Thursday, 1 February 2024: 5:45 PM
350 (The Baltimore Convention Center)
Matt Newman, NOAA/Physical Sciences Laboratory, Boulder, CO; NOAA, Boulder, CO; and J. R. Albers, Y. M. Cheng, and M. Gehne

We present a machine learning approach called a linear inverse model (LIM) that generates year-round real-time forecasts to support NOAA Climate Prediction Center Weeks 3-4 US temperature outlooks. The LIM is an observationally based, stochastically-forced empirical-dynamical model, whose state-dependent predictability is explainable through eigenanalysis of its operator. We use JRA-55 reanalysis for the period 1958-2016 to construct LIMs based on bimonthly periods, which are subsequently blended across adjacent months to yield seamless deterministic and probabilistic predictions year-round. Explicitly predicted variables include tropical heating and sea-surface temperature, tropospheric and stratospheric geopotential heights, mean sea level pressure, tropospheric streamfunction, and North American root zone soil moisture and 2m temperature. These LIMs are updated relative to an earlier version run at CPC, most notably by the adding two new variables (sea-surface temperature and soil moisture), extending the training period back to 1958, and by defining the anomalies relative to a “fair-sliding mean”, which acts to remove the trend component and reduce apparent long-term changes in covariability.

Ten-fold cross-validated LIM skill is evaluated for the entire training period. Additionally, we compare skill of the LIM retrospective forecasts (starting in 2017, after the LIM training period), using both deterministic and probabilistic measures, to that of real-time ECMWF IFS forecasts for the same period (2017-present). On average, the skill of the LIM is comparable to that of the IFS; over the United States and Alaska (the regions of interest for the official outlook), for the years 2017-2021, two category 2m temperature Heidke skill score of the LIM is 0.28, whereas the IFS skill is 0.27. However, skill has notable seasonality, with IFS skill slightly better skill during spring and LIM skill better during summer to early fall, and regionality, with IFS skill higher in the Northeast and LIM skill higher in the Southwest. Additionally, the LIM’s inclusion of soil moisture enhances its warm season skill; while the variance of soil moisture is regional, its effect in the LIM is to increase temperature skill across the entire CONUS.
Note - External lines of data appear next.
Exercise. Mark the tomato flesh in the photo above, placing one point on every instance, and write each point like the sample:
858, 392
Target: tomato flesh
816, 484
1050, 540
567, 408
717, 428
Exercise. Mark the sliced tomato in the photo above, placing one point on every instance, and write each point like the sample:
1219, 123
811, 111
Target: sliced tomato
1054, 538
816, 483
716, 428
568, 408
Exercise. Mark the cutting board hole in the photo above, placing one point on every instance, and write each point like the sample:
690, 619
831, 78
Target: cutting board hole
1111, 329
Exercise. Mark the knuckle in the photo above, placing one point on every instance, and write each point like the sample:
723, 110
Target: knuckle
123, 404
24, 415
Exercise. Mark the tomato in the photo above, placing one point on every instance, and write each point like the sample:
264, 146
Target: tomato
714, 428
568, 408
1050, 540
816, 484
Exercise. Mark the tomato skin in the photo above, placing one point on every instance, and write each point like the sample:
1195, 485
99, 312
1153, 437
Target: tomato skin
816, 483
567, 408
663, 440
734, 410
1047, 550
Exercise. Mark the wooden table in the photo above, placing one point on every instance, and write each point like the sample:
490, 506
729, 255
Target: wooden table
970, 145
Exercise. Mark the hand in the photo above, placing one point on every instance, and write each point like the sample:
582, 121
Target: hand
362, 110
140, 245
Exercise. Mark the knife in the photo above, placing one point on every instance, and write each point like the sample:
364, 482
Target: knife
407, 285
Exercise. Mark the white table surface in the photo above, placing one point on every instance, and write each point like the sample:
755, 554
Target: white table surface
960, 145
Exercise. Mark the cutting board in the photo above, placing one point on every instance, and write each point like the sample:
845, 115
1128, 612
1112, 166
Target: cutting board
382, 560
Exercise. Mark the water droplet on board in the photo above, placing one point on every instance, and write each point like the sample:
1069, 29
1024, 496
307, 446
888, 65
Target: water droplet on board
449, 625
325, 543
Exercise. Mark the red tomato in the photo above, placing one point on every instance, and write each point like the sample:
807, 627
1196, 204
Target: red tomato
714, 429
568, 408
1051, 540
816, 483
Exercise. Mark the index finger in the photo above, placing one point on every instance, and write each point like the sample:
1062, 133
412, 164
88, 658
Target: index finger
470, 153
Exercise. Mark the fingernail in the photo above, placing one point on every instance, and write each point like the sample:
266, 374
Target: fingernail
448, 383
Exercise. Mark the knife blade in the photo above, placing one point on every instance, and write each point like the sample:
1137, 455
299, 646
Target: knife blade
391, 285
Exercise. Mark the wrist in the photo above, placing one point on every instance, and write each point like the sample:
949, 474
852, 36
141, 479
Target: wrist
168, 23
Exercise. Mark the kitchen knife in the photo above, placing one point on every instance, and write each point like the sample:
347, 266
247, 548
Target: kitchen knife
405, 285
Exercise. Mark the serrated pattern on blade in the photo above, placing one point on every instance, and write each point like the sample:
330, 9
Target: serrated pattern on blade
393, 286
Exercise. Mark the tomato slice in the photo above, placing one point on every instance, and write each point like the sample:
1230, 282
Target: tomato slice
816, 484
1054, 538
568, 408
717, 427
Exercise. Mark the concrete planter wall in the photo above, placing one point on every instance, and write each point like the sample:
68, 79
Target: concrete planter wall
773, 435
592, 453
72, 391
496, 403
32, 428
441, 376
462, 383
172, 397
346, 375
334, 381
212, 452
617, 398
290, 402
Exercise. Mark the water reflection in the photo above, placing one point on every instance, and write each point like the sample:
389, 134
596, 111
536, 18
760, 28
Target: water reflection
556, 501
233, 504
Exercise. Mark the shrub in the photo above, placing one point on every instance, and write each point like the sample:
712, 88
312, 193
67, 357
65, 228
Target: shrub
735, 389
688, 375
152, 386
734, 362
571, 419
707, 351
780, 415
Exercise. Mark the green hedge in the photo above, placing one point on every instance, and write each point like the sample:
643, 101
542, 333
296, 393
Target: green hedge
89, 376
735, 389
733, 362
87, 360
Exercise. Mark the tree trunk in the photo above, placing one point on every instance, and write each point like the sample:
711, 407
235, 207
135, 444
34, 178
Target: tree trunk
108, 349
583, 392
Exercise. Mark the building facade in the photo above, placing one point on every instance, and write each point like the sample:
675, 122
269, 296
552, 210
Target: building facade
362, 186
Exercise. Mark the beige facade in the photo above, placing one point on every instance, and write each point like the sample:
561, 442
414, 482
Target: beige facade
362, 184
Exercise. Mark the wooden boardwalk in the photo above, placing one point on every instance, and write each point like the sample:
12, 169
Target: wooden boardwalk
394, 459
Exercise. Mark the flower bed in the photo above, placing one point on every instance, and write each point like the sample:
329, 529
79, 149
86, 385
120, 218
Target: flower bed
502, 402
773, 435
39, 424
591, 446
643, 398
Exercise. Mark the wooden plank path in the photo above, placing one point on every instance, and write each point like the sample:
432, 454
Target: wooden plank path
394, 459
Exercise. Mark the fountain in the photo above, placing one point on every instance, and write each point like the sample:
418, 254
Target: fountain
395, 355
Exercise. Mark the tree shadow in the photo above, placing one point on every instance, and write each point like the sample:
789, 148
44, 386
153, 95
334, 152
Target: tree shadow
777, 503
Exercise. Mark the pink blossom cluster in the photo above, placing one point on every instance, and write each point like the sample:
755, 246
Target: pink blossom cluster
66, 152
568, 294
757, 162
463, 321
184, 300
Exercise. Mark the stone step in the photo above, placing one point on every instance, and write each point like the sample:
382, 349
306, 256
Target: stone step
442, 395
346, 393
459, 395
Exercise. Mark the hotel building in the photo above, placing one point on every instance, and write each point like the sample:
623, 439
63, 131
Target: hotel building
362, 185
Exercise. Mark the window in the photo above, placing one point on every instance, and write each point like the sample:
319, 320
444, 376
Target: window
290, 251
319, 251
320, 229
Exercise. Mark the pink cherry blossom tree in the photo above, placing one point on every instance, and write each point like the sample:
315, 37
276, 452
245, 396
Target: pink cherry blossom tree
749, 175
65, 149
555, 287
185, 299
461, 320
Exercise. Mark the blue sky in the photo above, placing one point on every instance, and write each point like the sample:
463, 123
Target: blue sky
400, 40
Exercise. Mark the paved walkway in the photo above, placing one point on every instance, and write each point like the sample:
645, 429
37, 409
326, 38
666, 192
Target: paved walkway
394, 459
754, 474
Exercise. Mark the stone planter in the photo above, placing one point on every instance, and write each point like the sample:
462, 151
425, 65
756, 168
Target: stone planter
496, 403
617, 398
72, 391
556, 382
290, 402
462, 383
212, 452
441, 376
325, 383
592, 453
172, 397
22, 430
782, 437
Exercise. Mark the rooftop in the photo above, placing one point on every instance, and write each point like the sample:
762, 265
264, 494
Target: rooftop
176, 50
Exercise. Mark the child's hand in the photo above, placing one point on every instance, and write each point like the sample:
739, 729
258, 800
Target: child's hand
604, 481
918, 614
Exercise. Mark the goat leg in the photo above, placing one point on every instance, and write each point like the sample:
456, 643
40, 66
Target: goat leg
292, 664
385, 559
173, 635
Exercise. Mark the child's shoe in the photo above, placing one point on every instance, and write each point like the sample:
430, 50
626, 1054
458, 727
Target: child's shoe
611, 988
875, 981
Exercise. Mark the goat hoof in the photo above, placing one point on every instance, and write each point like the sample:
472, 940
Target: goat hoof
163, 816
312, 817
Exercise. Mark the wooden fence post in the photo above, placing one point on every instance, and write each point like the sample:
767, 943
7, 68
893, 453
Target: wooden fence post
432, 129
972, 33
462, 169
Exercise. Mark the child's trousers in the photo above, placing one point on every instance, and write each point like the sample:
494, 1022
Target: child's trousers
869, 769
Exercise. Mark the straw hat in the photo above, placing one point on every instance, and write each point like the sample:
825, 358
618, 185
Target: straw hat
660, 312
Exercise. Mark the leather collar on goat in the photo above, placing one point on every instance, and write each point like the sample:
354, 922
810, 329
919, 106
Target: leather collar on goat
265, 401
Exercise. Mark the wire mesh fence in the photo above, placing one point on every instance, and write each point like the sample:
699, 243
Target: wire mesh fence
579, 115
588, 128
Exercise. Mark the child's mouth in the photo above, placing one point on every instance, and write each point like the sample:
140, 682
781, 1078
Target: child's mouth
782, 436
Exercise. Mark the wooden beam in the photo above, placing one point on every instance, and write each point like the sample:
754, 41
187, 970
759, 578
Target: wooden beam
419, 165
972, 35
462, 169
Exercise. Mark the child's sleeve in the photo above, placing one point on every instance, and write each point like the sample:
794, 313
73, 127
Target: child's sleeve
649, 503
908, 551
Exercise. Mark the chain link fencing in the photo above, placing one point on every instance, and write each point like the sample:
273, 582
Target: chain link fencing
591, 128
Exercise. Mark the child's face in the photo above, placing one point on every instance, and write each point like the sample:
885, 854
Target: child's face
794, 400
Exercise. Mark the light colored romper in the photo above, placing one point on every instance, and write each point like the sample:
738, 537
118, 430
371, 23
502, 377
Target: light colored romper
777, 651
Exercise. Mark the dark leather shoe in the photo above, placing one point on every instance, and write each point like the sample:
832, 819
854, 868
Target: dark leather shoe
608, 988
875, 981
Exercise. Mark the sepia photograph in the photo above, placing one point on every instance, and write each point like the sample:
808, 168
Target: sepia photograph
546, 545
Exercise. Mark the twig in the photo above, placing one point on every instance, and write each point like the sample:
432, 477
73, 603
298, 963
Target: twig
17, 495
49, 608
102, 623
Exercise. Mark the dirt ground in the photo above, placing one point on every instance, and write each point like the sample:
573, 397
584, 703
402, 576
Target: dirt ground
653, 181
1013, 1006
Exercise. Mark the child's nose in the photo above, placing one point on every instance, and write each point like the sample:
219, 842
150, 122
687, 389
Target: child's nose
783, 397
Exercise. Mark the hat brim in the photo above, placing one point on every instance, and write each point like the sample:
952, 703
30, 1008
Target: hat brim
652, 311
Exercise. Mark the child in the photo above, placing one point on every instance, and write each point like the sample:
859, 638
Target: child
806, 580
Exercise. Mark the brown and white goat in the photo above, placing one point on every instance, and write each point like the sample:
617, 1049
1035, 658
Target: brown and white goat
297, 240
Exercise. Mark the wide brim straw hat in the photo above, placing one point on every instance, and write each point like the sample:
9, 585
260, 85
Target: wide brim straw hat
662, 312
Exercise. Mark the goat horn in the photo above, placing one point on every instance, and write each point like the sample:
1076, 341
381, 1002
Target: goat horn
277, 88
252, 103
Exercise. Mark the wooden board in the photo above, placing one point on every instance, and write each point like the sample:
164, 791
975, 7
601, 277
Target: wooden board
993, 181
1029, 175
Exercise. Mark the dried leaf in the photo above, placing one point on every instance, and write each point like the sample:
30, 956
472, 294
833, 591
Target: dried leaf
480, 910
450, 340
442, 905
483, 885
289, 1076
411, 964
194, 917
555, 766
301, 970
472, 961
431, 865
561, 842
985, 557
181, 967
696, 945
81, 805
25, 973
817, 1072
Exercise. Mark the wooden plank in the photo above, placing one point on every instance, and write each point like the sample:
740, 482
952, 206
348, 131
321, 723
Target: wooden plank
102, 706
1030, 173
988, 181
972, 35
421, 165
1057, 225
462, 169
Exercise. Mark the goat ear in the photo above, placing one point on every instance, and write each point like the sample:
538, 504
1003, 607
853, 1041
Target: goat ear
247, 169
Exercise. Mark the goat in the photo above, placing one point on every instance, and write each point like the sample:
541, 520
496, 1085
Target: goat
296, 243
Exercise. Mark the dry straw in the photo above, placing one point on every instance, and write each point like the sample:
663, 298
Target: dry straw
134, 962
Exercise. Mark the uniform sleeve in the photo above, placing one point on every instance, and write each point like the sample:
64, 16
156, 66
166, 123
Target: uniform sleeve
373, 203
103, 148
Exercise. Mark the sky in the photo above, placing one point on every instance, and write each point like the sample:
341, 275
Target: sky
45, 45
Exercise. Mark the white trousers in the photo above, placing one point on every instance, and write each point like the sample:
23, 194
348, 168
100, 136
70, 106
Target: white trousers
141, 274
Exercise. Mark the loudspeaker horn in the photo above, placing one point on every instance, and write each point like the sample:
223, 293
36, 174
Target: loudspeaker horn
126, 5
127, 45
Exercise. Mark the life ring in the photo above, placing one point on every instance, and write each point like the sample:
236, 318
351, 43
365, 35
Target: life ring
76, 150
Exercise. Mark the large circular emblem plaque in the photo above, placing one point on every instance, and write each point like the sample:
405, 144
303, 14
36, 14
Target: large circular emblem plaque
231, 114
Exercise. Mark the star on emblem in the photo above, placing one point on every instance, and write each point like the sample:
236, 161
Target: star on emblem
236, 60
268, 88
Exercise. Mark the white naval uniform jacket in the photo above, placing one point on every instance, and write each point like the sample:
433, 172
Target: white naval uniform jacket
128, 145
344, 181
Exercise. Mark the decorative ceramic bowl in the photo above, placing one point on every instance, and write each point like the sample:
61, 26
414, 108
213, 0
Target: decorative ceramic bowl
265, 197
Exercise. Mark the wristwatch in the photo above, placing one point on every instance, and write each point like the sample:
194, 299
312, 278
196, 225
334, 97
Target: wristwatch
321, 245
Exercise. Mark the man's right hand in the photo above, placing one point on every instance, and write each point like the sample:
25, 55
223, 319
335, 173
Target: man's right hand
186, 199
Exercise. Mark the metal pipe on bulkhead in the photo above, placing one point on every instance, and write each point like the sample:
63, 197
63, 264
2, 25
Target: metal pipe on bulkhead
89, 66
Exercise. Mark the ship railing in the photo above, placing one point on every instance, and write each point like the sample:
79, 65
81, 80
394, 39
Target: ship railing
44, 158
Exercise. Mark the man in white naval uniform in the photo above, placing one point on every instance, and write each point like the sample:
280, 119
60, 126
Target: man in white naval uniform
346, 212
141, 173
Lessons learned from transitioning the LIM to an operational environment will be discussed, including: (1) How to leverage, for forecasters’ use, the LIM’s ability to identify forecasts of opportunity by predicting its own skill, particularly important when exploiting the relatively small amount of Weeks 3-4 skill; and (2) Decomposing the forecast into LIM eigenmodes representing key dynamical processes, including ENSO and stratospheric sudden warmings, to support forecasters’ physical understanding of their operational predictions.